Differential Diagnosis

Medical / Technology / Education feed

About this blog

Own your own content! Perhaps don't talk about tech unless you've played with it.

You don't have to have been on the Internet for long to realise that terms and conditions, available features, and pricing on corporate sites - like LinkedIn, Blogger, Facebook, Medium, or Twitter - can and do change.

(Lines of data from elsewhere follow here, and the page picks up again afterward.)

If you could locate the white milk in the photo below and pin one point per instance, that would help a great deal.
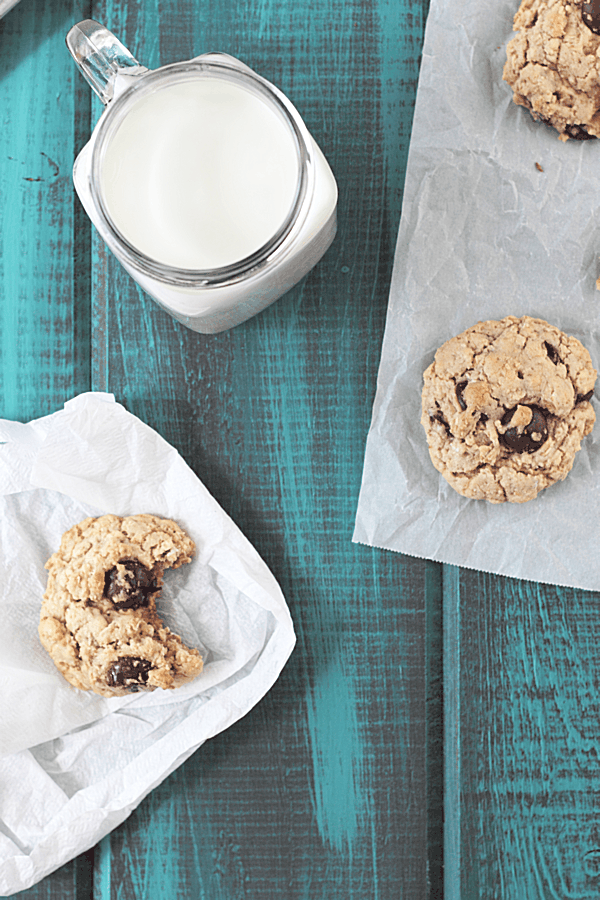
(200, 174)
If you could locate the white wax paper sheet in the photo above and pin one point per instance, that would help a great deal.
(499, 218)
(74, 765)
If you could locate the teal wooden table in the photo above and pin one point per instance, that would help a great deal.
(430, 718)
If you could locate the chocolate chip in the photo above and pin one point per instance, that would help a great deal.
(552, 353)
(590, 13)
(579, 133)
(128, 671)
(460, 389)
(130, 584)
(585, 398)
(531, 437)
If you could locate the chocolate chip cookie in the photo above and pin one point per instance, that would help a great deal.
(98, 619)
(505, 406)
(553, 64)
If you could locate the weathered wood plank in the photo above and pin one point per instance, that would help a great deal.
(522, 768)
(44, 314)
(321, 790)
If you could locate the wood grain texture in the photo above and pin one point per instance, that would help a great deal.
(522, 747)
(44, 318)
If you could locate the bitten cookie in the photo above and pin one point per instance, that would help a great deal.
(505, 406)
(98, 619)
(553, 64)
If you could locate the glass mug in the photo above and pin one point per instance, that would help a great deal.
(202, 179)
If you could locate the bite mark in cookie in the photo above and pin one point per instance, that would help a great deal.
(98, 619)
(505, 406)
(553, 65)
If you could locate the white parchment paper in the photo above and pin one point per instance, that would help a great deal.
(483, 234)
(74, 765)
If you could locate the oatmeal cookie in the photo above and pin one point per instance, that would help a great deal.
(553, 64)
(505, 406)
(98, 619)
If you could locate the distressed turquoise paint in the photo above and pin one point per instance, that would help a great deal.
(102, 870)
(39, 344)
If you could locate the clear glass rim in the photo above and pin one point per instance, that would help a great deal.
(265, 255)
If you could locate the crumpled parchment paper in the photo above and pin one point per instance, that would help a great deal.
(74, 765)
(499, 218)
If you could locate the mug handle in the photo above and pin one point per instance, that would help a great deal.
(100, 56)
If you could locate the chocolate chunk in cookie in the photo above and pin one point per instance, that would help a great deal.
(128, 671)
(505, 407)
(553, 65)
(129, 584)
(99, 621)
(528, 435)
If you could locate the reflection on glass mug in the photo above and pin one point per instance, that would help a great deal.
(202, 179)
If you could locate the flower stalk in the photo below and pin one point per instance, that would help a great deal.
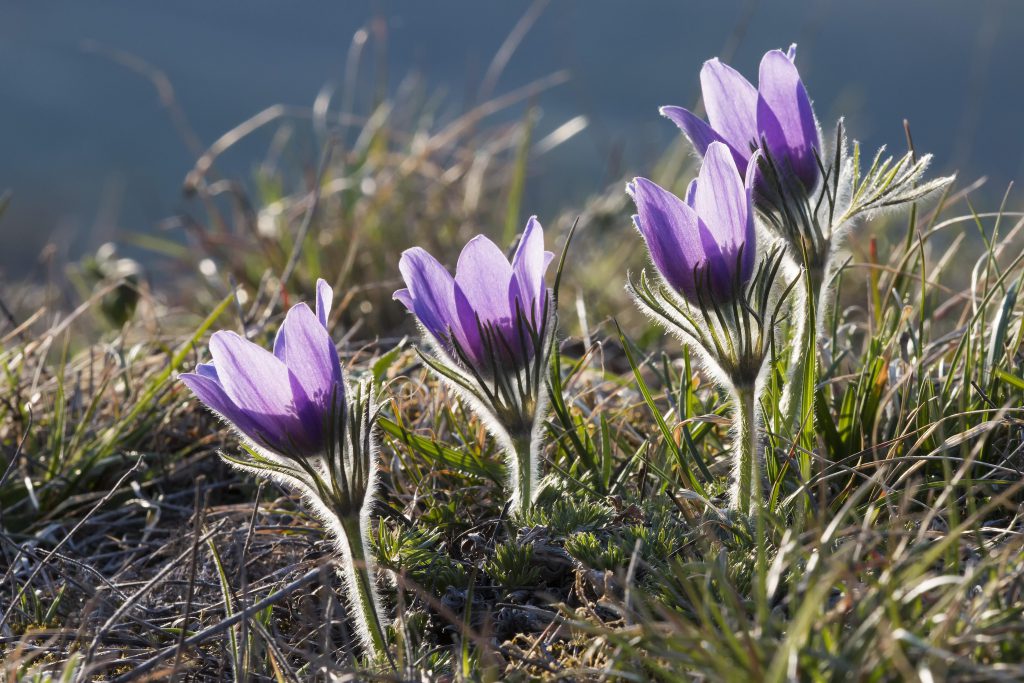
(359, 573)
(489, 332)
(303, 426)
(748, 445)
(714, 293)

some random coding activity on a screen

I want the links I find to be my starting point for my learning - stuff that I read that I can find again, share, and reflect. The software has a mechanism for fetching the title, short piece of text if available, and a picture from the URL of interest. I can then post on the social media platforms a link to my blog entry instead of the original link - no more broken links for people clicking on my posts.

Technologies used:

  • URL fetching with PHP - I wrote a PHP class to follow redirects, expanding any URL shortening, and managing cookies until a final URL was reached from a link. It uses Open Graph or Twitter card information (or looks as best it can at the HTML) to find the Title, Desription, and Image for a web page. It works on most sites except those that are very nervous about DDoS attacks and use Cloudflare (e.g. all BMJ journals). [I have a plan to get around this that uses serverless code from Netlify.]
  • tf-idf information retrieval - to identify similar blog entries and keywords I have written information retrieval code in python to analyse the term frequency - inverse document frequency of all the blog entries. This shouldn't work well on the blogs as they are all quite short documents but it does a reasonable job. I did this at OnExamination in the 2000s (pre BMJ days) for finding similar MCQs - it was very good at identifying accidental duplicates of questions. The python code then was quite slow so I did it in C++ but the current python libraries are amazing at doing this sort of work. Don't do it in PHP or Javacsript just because you can - use the proper tools for the job.
  • PHP MySQL Apache stack - a traditional webserver stack for storing and displaying the blog. I'm old school. I'll go serverless with perhaps Netlify and FaunaDB at some point but not quite yet.